(DEPRECATED) Apache Flink User Mailing List archive.

Best practice for packaging and deploying Flink jobs on K8S

Classic

List

Threaded

7 messages Options

Sumeet Malhotra

Best practice for packaging and deploying Flink jobs on K8S

Hi,

I have a PyFlink job that consists of:

Multiple Python files.
Multiple 3rdparty Python dependencies, specified in a `requirements.txt` file.
A few Java dependencies, mainly for external connectors.
An overall job config YAML file.

Here's a simplified structure of the code layout.

flink/

├── deps

│ ├── jar

│ │ ├── flink-connector-kafka_2.11-1.12.2.jar

│ │ └── kafka-clients-2.4.1.jar

│ └── pip

│ └── requirements.txt

├── conf

│ └── job.yaml

└── job

├── some_file_x.py

├── some_file_y.py

└── main.py

I'm able to execute this job running it locally i.e. invoking something like:

python main.py --config <path_to_job_yaml>

I'm loading the jars inside the Python code, using env.add_jars(...).

Now, the next step is to submit this job to a Flink cluster running on K8S. I'm looking for any best practices in packaging and specifying dependencies that people tend to follow.
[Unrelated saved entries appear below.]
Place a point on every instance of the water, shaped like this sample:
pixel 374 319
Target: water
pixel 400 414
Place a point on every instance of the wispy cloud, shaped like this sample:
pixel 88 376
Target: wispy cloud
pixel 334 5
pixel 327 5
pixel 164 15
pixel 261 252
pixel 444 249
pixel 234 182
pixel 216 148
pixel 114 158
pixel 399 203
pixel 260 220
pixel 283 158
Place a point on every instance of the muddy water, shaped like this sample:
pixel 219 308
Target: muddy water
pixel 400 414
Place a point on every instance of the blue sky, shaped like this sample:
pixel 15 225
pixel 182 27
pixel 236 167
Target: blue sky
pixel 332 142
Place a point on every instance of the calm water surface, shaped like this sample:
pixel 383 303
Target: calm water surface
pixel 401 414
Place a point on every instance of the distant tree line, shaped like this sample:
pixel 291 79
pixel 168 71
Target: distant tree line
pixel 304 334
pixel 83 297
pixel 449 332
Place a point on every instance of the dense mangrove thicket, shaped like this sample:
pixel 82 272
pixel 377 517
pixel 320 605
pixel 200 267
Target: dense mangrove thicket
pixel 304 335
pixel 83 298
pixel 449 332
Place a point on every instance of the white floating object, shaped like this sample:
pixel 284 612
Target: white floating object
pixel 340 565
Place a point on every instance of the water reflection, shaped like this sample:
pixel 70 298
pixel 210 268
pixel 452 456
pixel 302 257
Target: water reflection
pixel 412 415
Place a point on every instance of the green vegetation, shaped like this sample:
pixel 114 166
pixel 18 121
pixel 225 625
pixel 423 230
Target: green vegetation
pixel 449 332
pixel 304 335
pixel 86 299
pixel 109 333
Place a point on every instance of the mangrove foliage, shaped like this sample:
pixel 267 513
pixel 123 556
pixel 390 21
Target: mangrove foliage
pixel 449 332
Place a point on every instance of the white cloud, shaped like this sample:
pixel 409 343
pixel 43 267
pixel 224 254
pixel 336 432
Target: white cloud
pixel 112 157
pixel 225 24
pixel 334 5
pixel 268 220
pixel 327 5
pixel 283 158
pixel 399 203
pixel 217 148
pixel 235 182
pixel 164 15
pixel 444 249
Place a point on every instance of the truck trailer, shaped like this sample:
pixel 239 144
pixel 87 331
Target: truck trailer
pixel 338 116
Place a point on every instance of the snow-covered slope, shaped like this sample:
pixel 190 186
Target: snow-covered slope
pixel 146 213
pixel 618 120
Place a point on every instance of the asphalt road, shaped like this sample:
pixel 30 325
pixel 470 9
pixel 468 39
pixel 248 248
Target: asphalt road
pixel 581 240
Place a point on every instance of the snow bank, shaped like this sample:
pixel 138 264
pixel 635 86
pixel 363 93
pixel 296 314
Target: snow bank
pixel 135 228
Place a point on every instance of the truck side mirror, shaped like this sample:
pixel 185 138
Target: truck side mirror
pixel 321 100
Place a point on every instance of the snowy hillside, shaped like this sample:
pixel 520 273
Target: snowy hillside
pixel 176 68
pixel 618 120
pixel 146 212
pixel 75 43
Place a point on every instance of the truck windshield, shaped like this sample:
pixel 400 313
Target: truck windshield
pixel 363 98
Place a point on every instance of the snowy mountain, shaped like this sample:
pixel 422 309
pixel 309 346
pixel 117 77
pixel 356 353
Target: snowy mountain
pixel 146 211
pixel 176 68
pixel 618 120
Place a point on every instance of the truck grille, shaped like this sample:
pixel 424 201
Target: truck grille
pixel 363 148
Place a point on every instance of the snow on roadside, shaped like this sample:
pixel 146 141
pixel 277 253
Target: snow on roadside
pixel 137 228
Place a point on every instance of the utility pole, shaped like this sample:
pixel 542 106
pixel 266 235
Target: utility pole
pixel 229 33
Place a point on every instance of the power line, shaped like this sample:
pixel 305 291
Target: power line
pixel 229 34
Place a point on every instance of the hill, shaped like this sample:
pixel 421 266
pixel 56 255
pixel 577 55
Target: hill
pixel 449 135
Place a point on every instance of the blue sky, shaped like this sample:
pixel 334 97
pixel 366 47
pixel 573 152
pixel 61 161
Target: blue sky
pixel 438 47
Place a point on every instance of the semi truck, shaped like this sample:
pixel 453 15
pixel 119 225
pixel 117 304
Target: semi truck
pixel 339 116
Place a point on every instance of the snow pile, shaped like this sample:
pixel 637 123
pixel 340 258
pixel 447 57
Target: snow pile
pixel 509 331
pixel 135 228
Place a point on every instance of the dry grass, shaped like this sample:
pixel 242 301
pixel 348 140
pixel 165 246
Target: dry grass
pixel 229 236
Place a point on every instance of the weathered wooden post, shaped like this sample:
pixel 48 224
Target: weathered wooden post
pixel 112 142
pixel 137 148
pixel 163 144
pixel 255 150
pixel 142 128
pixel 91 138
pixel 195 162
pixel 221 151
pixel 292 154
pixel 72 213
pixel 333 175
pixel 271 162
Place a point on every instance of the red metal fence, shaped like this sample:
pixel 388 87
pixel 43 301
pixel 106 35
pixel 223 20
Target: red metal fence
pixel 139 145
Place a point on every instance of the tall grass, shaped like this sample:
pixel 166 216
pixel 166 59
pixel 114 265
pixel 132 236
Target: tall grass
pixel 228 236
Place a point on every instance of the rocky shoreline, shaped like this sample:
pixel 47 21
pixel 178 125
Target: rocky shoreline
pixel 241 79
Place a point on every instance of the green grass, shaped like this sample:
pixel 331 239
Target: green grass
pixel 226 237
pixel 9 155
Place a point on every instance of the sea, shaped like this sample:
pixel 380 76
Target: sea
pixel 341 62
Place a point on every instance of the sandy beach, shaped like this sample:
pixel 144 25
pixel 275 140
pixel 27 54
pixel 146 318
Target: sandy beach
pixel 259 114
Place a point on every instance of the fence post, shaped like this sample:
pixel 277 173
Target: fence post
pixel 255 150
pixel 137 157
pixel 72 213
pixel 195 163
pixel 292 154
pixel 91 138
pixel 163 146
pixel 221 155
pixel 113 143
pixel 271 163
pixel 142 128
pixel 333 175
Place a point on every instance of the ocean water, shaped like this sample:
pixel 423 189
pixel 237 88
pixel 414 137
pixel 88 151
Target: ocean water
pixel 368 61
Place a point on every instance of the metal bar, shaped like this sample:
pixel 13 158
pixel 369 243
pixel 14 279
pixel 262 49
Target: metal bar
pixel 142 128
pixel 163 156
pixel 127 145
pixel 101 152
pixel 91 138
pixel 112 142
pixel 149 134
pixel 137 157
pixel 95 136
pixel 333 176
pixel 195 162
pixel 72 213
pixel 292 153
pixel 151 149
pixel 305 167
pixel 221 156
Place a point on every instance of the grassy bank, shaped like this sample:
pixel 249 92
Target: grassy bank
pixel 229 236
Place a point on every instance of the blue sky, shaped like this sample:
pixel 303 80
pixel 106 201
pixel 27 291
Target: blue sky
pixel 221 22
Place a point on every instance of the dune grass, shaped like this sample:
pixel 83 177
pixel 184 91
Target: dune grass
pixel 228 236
As per the documentation here [1], various Python files, including the conf YAML, can be specified using the --pyFiles option and Java dependencies can be specified using --jarfile option.

So, how can I specify 3rdparty Python package dependencies? According to another piece of documentation here [2], I should be able to specify the requirements.txt directly inside the code and submit it via the --pyFiles option. Is that right?

Are there any other best practices folks use to package/submit jobs?

Thanks,

Sumeet

[1] https://ci.apache.org/projects/flink/flink-docs-release-1.12/deployment/cli.html#submitting-pyflink-jobs

[2] https://ci.apache.org/projects/flink/flink-docs-release-1.12/dev/python/table-api-users-guide/dependency_management.html#python-dependency-in-python-program

Till Rohrmann

Re: Best practice for packaging and deploying Flink jobs on K8S

Hi Sumeet,

Is there a problem with the documented approaches on how to submit the Python program (not working) or are you asking in general? Given the documentation, I would assume that you can configure the requirements.txt via `set_python_requirements`.

I am also pulling in Dian who might be able to tell you more about the Python deployment options.

If you are not running on a session cluster, then you can also create a K8s image which contains your user code. That way you ship your job when deploying the cluster.

Cheers,

Till

On Wed, Apr 28, 2021 at 10:17 AM Sumeet Malhotra <[hidden email]> wrote:

Hi,

I have a PyFlink job that consists of:
Multiple Python files.
Multiple 3rdparty Python dependencies, specified in a `requirements.txt` file.
A few Java dependencies, mainly for external connectors.
An overall job config YAML file.
Here's a simplified structure of the code layout.

flink/
├── deps
│ ├── jar
│ │ ├── flink-connector-kafka_2.11-1.12.2.jar
│ │ └── kafka-clients-2.4.1.jar
│ └── pip
│ └── requirements.txt
├── conf
│ └── job.yaml
└── job
├── some_file_x.py
├── some_file_y.py
└── main.py

I'm able to execute this job running it locally i.e. invoking something like:

python main.py --config <path_to_job_yaml>

I'm loading the jars inside the Python code, using env.add_jars(...).

Now, the next step is to submit this job to a Flink cluster running on K8S. I'm looking for any best practices in packaging and specifying dependencies that people tend to follow. As per the documentation here [1], various Python files, including the conf YAML, can be specified using the --pyFiles option and Java dependencies can be specified using --jarfile option.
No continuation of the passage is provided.